Dyslexia – what do we know?

Dyslexia – what do we know?

With Dyslexia Awareness Week recently behind us, and 10% of the UK’s population said to suffer from it in some form or another, it seems an appropriate time for us to open up and understand more.

What is Dyslexia?

  • It is one of a family of Specific Learning Difficulties.
  • Many people who have dyslexia have strong visual, creative and problem-solving skills.
  • It is not linked to intelligence but can make learning difficult.
  • It is a life-long condition which has a substantial effect on an individual’s day to day activities and is classed as a disability under the Equality Act 2010.
  • It varies from person to person and no two people will have the same set of strengths and weaknesses.
  • It often co-occurs with related conditions, such as dyspraxia, dyscalculia and attention deficit disorder.
  • Dyslexic individuals often have difficulty processing and remembering information.

Adults with dyslexia are all different

Many older people who suffered with undiagnosed dyslexia in their schooldays left education being unable to read or write properly which has hampered their lives. Often ashamed to admit they are illiterate they avoid circumstances where they have to apply for jobs or benefits. They can be very clever at disguising their lack of skills and miss out on many pleasures in life.

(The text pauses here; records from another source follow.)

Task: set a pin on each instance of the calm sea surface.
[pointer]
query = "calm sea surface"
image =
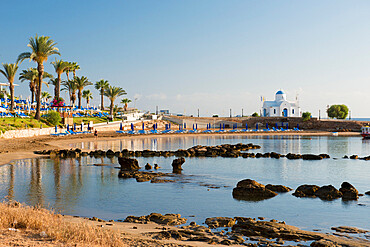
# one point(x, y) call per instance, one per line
point(77, 187)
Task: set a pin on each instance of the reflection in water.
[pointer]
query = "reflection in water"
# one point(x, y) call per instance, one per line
point(35, 194)
point(77, 187)
point(11, 183)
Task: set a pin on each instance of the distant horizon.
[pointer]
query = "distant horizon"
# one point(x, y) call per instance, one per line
point(212, 55)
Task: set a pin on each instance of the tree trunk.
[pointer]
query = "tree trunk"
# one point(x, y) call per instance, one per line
point(111, 108)
point(79, 99)
point(57, 86)
point(40, 69)
point(11, 88)
point(102, 99)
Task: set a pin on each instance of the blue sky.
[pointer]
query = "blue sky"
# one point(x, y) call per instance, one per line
point(212, 55)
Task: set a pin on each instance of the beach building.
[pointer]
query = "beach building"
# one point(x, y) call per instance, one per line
point(281, 107)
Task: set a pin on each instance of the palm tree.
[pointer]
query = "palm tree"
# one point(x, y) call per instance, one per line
point(74, 67)
point(31, 75)
point(9, 71)
point(46, 96)
point(81, 82)
point(71, 86)
point(101, 85)
point(112, 93)
point(60, 67)
point(125, 101)
point(87, 95)
point(42, 47)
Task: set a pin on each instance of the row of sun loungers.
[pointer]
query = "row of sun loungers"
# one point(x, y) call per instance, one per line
point(132, 132)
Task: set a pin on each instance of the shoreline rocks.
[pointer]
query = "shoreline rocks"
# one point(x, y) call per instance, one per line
point(327, 192)
point(251, 190)
point(167, 219)
point(176, 165)
point(128, 164)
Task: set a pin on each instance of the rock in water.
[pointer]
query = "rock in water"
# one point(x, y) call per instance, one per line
point(306, 190)
point(349, 191)
point(278, 188)
point(128, 164)
point(176, 165)
point(251, 190)
point(216, 222)
point(311, 157)
point(328, 192)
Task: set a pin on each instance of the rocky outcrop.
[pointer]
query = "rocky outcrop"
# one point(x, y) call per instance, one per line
point(306, 190)
point(128, 164)
point(251, 190)
point(349, 191)
point(328, 192)
point(176, 165)
point(278, 188)
point(167, 219)
point(216, 222)
point(311, 157)
point(140, 176)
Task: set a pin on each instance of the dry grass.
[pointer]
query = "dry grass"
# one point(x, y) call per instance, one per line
point(35, 221)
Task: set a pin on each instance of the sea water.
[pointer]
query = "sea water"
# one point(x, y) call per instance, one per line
point(204, 189)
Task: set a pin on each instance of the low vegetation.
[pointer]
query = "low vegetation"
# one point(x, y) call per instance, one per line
point(306, 116)
point(43, 224)
point(337, 111)
point(11, 123)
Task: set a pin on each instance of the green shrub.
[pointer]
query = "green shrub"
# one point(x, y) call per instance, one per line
point(53, 118)
point(337, 111)
point(306, 116)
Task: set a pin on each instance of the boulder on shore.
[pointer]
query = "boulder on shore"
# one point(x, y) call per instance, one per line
point(328, 192)
point(167, 219)
point(176, 164)
point(216, 222)
point(278, 188)
point(311, 157)
point(251, 190)
point(128, 164)
point(349, 191)
point(306, 190)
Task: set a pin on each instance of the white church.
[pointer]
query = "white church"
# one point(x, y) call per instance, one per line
point(280, 107)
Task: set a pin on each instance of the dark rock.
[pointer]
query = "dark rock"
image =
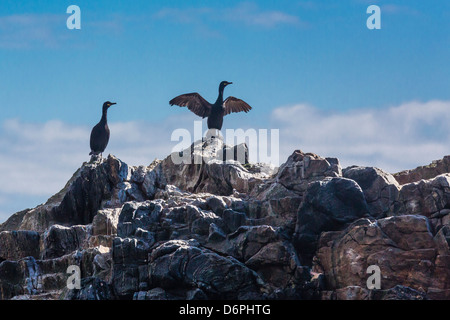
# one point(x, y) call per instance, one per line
point(430, 171)
point(177, 263)
point(328, 205)
point(59, 240)
point(402, 247)
point(381, 190)
point(426, 197)
point(15, 245)
point(92, 288)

Not only is the pleasure of reading denied to them but written information can be an obstacle to getting healthcare.

Some dyslexic adults feel unable to cope with their difficulties, whilst others have found ways to get round their problems, but changing demands at work or a new venture in life can present tough challenges.

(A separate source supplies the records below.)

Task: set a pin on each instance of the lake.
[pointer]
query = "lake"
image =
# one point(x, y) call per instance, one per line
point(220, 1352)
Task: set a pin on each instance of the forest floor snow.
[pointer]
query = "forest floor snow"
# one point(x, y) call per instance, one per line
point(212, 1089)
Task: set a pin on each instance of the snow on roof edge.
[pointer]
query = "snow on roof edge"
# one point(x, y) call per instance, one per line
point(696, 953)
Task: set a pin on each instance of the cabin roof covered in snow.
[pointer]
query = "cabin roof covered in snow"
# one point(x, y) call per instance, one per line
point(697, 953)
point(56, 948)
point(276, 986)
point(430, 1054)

Some adults have known about their dyslexia for years, whilst others wonder whether they might be dyslexic, or are coming to terms with a recent diagnosis. It is estimated that dyslexia affects as many as 1 in 10 of the population to some degree. One person in 25 is severely dyslexic.

People with dyslexia think and learn differently from others. They sometimes feel as if their mind is ‘differently wired’. Some of the signs and symptoms of dyslexia may include:

  • The hiding of reading problems.
  • Poor spelling or someone who relies on others to correct spelling.
  • Avoiding writing or someone who may not be able to write at all.
  • Conversely a sufferer can often be very competent in oral language.
  • The reliance on memory – many people that suffer from dyslexia have an excellent memory.
  • They often have good “people” skills.
  • Often they can be spatially talented; professions include, but are not limited, to engineers, architects, designers, artists and craftspeople, mathematicians, physicists, physicians (esp. surgeons and orthopaedists), and dentists.
  • May be very good at “reading” people (intuitive).
  • In jobs, often working well below their intellectual capacity.
  • May have difficulty with planning, organisation and management of time, materials and tasks.
  • They are often entrepreneurs.

Studies have suggested a link between dyslexia and success and concluded that millionaires are significantly more likely to suffer from the condition than the rest of the population.

The list of famous people who have the condition include Richard Branson, Jamie Oliver, Prince Harry, Darcy Bussell and Kirstie Allsopp none of whom have let the condition hold them back.